He just wants company. I saw that the less angry I had become. But you know what they say. Silence is more deadly then anger ever could be. It gives you more time to think, to be more elaborate with plans and decisions.

The kiss on my ankle is more then proof of it. yes, I did have a reaction to it. But who wouldn't? A man, tall. Bulky. Strong. Kissing your ankle? It's a natural body response. I reasoned with myself.

But is it reasonable a part of me wanted to stay?

"This night is the worst." He grumbled as he tripped over big, chuckly rocks. I didn't know where I was going. It could be around, and around in a circle. But I didn't care. I was getting out. Thoughts and emotions be dammed.

When I'm back in college. The pity will melt away. I've only wanted to make him more human. Because killers - their is nothing human about them.

"I went into the shack and saw a -."

I froze, glancing around. To see be had fallen to the ground. Head first with a blade sticking out of his head. My limbs froze. He found us. Fuck I couldn't even save him.

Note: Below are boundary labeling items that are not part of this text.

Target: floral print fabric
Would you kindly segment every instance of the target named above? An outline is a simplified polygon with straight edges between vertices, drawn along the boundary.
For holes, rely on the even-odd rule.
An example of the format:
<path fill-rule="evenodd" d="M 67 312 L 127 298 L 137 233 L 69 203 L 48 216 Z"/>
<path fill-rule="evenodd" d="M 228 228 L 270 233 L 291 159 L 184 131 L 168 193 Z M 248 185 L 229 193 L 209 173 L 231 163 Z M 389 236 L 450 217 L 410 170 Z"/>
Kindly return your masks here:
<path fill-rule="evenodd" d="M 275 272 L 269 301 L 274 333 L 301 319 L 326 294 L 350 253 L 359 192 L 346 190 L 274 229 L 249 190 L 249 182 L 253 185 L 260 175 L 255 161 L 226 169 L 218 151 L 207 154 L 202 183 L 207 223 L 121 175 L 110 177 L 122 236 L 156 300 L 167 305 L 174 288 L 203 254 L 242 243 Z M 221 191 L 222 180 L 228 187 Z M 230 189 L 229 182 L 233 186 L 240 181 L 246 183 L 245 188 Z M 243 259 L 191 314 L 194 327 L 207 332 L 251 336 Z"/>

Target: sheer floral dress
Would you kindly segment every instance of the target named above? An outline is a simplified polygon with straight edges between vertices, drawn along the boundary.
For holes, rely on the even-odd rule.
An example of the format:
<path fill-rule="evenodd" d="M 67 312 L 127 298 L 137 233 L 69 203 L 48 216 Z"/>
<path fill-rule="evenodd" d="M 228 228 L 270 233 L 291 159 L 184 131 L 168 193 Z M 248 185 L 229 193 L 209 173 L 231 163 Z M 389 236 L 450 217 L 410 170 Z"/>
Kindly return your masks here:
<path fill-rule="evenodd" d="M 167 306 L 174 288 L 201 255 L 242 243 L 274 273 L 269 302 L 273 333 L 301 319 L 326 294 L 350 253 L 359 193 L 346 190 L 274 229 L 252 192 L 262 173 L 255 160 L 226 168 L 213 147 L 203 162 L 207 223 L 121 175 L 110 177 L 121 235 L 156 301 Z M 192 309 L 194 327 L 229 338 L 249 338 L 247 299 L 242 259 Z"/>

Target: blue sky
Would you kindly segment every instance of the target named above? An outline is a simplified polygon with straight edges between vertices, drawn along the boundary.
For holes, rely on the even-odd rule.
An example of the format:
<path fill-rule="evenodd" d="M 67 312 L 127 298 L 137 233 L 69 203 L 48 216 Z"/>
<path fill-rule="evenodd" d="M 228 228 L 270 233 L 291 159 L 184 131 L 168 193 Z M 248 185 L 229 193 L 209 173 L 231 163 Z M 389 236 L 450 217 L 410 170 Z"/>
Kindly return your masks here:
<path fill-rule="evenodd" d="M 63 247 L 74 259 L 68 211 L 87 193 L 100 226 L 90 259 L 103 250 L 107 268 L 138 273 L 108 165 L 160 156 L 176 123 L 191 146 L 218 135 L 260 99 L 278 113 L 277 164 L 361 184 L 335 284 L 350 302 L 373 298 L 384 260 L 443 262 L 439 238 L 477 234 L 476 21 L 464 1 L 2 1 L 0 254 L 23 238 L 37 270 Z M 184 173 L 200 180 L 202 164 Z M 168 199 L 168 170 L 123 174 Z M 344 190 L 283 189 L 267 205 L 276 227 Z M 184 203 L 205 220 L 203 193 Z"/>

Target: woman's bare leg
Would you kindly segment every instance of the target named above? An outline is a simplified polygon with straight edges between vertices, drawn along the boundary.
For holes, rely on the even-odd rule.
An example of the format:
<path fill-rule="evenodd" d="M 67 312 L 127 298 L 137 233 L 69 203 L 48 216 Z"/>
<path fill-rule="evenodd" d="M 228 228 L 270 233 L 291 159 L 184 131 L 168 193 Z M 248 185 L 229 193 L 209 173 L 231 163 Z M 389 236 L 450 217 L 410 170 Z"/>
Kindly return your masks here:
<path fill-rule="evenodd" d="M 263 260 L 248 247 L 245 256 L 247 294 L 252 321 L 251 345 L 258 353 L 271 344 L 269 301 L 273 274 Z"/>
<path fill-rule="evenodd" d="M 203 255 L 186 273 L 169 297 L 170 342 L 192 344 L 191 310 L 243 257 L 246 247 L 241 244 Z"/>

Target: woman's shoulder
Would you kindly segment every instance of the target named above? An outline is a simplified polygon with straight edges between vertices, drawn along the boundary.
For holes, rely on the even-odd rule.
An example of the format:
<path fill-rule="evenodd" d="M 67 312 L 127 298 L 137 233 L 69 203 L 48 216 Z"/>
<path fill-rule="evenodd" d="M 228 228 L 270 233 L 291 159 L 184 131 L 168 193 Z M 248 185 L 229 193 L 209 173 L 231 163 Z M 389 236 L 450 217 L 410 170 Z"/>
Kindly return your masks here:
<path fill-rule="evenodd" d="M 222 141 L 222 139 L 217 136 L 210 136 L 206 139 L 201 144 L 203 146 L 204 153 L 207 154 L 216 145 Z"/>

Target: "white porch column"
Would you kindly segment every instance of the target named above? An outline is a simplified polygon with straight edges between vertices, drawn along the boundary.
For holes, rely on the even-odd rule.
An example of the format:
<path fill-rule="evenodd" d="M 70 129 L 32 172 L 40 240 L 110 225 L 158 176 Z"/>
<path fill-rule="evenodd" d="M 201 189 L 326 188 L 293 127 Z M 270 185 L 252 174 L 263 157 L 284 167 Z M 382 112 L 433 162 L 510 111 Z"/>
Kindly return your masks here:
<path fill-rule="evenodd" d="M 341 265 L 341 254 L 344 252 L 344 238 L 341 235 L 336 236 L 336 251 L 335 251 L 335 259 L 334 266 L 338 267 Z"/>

I swallowed a scream. Swallowed my cries. No time for tears. I've cried enough this god knows how long.

I run. Run away. I'm close to freedom. I can almost taste it.

But just as I round a corner, I connect to a chest. My lungs loose all air as I almost fall. But Jason's arm wraps around my waist. The familiar feeling of protectivness swarming me.

Well I'm fucked.

If I don't die tonight. I don't know when I will.

-----
A/N: HAPPY HALLOWEEN besties!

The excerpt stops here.